[Math] Lambda productions in grammar

automatacontext-free-grammarformal-languages

I tried removing the $\lambda$ productions from this grammar:

$S \rightarrow a A b \mid B B a$

$A \rightarrow b b \mid \lambda$

$B \rightarrow A A \mid b A a $

It seems like you just take away the 2nd part of the $A$ production since that's the only relevant here and then the rest of it is terminal one way or the other. But it seems like there's more to it:

$S \rightarrow a A b \mid B B a$

$A \rightarrow b b$

$B \rightarrow A A \mid b A a$

I think I'm on the right track here but not really 100% sure. Some guidance would be helpful.

Best Answer

While it’s true that you will eventually eliminate the production $A\to\lambda$, you can’t just throw it away: by doing so, you’ve changed the language generated by the grammar. The original grammar allows the derivation $$S\Rightarrow aAb\Rightarrow ab\;,$$ while your new one cannot generate the word $ab$ at all. To see this, note that every one of your productions increases the length of the derived string, and the only terminal production is $A\to bb$; it takes at least one other step just to get an $A$, so your grammar cannot possibly produce any word of length less than $3$. (In fact the shortest possible length is $4$, for $abbb$.)

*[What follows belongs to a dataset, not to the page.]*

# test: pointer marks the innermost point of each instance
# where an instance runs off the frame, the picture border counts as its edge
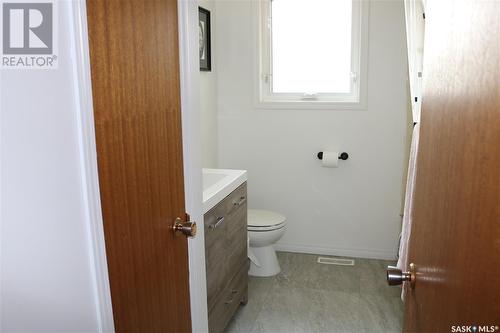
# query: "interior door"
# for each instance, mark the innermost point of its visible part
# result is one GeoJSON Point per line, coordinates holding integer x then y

The idea is to adjust all productions that have $A$ on the righthand side in a way that compensates for losing the production $A\to\lambda$. If we have a production $X\to vAw$, where $v$ and $w$ are any strings of terminal and/or non-terminal symbols, the production $A\to\lambda$ allowed the derivation $X\Rightarrow vAw\Rightarrow vw$. If we throw out the production $A\to\lambda$, we lose this possibility, so to compensate we add the production $X\to vw$; this permits the derivation $X\Rightarrow vw$, which has the same effect as the original derivation $X\Rightarrow vAw\Rightarrow vw$ that is no longer available.

In particular, this means that we must add the production $S\to ab$ alongside the existing $S\to aAb$ and the production $B\to ba$ alongside the existing $B\to bAa$.

Taking care of $B\to AA$ is a little trickier, but it’s still not bad if you think in terms of compensating for loss of $A\to\lambda$. In the original grammar we have derivations

$$\begin{align*} &B\Rightarrow AA\Rightarrow A\lambda=A\text{ and}\\ &B\Rightarrow AA\Rightarrow\lambda A=A \end{align*}$$

that are no longer available when we throw out $A\to\lambda$, so we have to add $B\to A$. But we also have

$$B\Rightarrow AA\Rightarrow^*A\Rightarrow\lambda\;,$$

in which we apply the $\lambda$ production to both $A$’s, so we also need to add $B\to\lambda$. At this point we have the following productions:

$$\begin{align*} &S\to aAb\mid ab\mid BBa\\ &A\to bb\\ &B\to AA\mid A\mid\lambda\mid bAa\mid ba\;. \end{align*}$$

We got rid of $A\to\lambda$, but at the cost of introducing a new $\lambda$ production, $B\to\lambda$. That’s okay: we can repeat the process to get rid of $B\to\lambda$. The only production with $B$ on the righthand side is $S\to BBa$. The derivations that we lose by throwing away $B\to\lambda$ are $$S\Rightarrow BBa\Rightarrow Ba$$ and $$S\Rightarrow BBa\Rightarrow Ba\Rightarrow a\;,$$ so we can compensate for the loss of $B\to\lambda$ by adding productions $S\to Ba$ and $S\to a$:

$$\begin{align*} &S\to aAb\mid ab\mid BBa\mid Ba\mid a\\ &A\to bb\\ &B\to AA\mid A\mid bAa\mid ba\;. \end{align*}$$